Power Apps API changes - no longer accept Azure Management token
/There has been recently a major change to the API and authorization that Flow Studio uses to access the Power Platform. As we have just pushed the update to production, we want to take a bit of time to write this blog post - why we are doing this, and how it might affect you.
Flow Studio uses a mixture of APIs available through Azure, Microsoft Graph, and Power Platform to provide a tool that lets us focus on our flows, and make sure they continue running successfully. Since the very beginning in 2018, Flow Studio does this by requesting an Azure authorization token when the user logs in. Since the Power Platform APIs sit on top of the Azure platform, this token was sufficient to access across multiple APIs.
In 2021 there was a big update with Power Automate APIs and now in 2023 there's a second update with Power Apps APIs. As a result, we made the decision to switch to granular, Power Platform specific permissions.
Scope, Permissions
"read flows", "manage flows" are required permissions to access Power Automate - see and update your flows, shared flows or solution flows.
"read activities" allows Flow Studio to read recent Power Automate events - we use this to figure out which flows have been running recently.
"read approvals" and "manage approvals" are related to Power Automate's approval feature. Flow Approvals is not an area we currently have major feature development in, but it is a tab that we have available, so we ask for this permission to maintain the feature. Since Power Automate approvals v2, some of the data is also available via the default solution DataVerse entities. So if you are keen to do some approvals reporting, you can access them that way.
"Power Apps Service API" is for reading Power Apps and Power Platform connections.
"basic profile" is what most apps request to read the user's email address and display name.
"maintain access" is the "offline" access - since Flow Studio is a single web application we store your token in the browser's web storage temporarily (this is standard MSAL functionality).

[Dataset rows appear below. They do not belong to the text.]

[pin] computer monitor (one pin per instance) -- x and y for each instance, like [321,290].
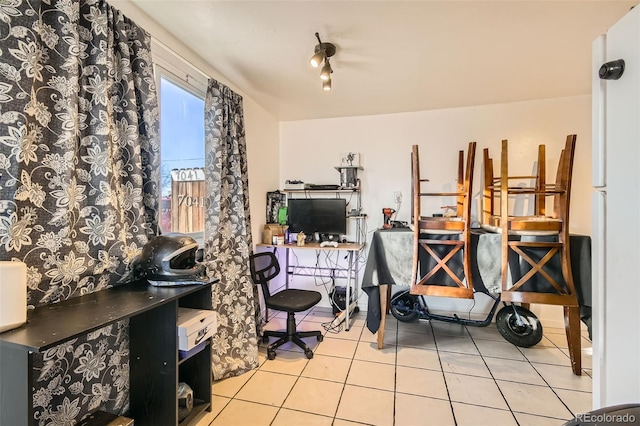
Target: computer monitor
[326,216]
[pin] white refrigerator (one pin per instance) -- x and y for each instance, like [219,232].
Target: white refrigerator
[616,213]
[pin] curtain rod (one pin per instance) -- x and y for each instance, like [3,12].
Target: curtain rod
[181,59]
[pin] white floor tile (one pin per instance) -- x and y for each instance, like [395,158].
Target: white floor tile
[473,415]
[412,410]
[532,399]
[364,405]
[475,390]
[428,373]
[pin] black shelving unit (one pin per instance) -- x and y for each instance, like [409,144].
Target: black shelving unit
[154,367]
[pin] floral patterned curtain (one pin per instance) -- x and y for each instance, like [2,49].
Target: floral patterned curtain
[79,172]
[228,233]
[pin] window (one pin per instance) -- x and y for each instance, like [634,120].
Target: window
[181,155]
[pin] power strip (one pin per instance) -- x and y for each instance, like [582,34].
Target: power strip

Trust and Verified Publisher
Flow Studio is a trusted, verified publisher. This tick is provided by Microsoft, and tells our customers that we aren’t some random new app that’s popped up now asking for your permissions. We have been around since 2018, and have operated under Microsoft publisher guidelines in our use of the APIs and the care we have for our customers. If we do a bad thing, Microsoft knows how to find us.
We are a legal company registered in Australia, our office operates out of Sydney.

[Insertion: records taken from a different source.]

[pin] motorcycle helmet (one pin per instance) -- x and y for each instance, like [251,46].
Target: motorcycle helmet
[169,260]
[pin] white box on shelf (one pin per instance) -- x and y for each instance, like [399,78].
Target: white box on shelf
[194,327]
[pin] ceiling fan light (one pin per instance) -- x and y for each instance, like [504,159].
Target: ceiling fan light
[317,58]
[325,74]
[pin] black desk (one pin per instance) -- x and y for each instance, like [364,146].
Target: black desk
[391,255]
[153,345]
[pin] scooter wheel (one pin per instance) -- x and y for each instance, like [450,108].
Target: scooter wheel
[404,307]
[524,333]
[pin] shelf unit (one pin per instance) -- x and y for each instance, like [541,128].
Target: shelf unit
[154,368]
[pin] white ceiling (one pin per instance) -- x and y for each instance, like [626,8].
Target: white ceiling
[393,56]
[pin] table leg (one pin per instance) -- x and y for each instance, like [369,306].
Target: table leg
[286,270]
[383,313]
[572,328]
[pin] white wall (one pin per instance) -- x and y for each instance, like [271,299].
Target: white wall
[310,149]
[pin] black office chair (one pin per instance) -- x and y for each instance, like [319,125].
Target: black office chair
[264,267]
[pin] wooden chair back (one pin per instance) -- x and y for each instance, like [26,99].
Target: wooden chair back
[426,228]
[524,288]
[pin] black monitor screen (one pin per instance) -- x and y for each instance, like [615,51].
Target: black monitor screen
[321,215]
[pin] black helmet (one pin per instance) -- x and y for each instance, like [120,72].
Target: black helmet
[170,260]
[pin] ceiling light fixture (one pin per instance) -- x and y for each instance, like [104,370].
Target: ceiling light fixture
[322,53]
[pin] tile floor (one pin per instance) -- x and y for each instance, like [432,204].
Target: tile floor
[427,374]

Path forward for Flow Studio
So from Flow Studio v1.1.41 or later - users will need to re-login and grant the new set of permissions to continue using Flow Studio.

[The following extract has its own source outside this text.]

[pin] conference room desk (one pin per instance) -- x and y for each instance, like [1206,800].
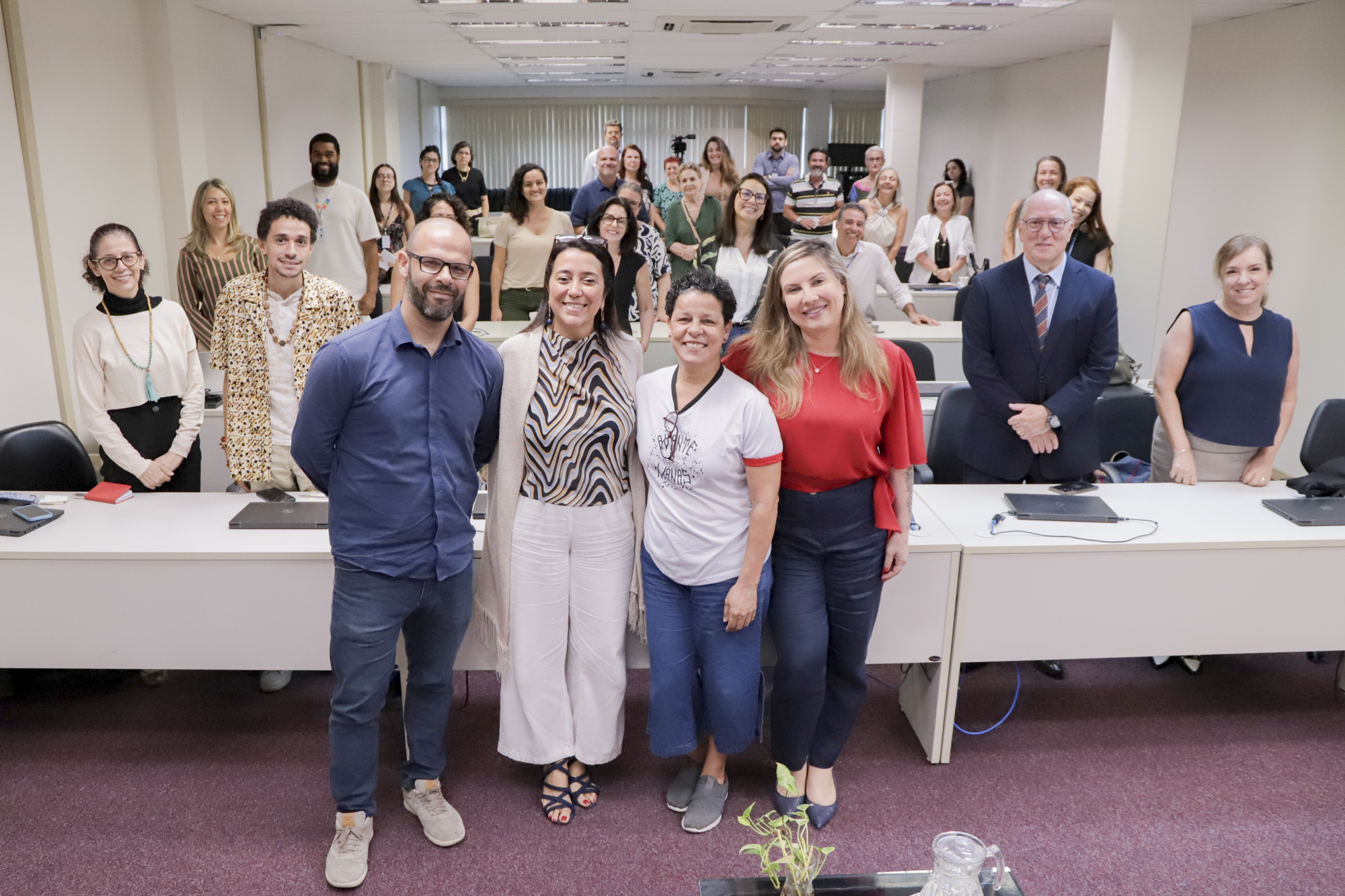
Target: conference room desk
[1222,575]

Flow Studio for Teams and Enterprise is updated as of v0.1.070
Other users might be affected by this
If you use older versions of Power Platform Power Shell
If you have very old Power Apps connectors created from a long time ago
If you are using Office CLI to perform some actions on the Power Platform
You may see specific errors referring to "The received access token has been obtained from the wrong audience or resource".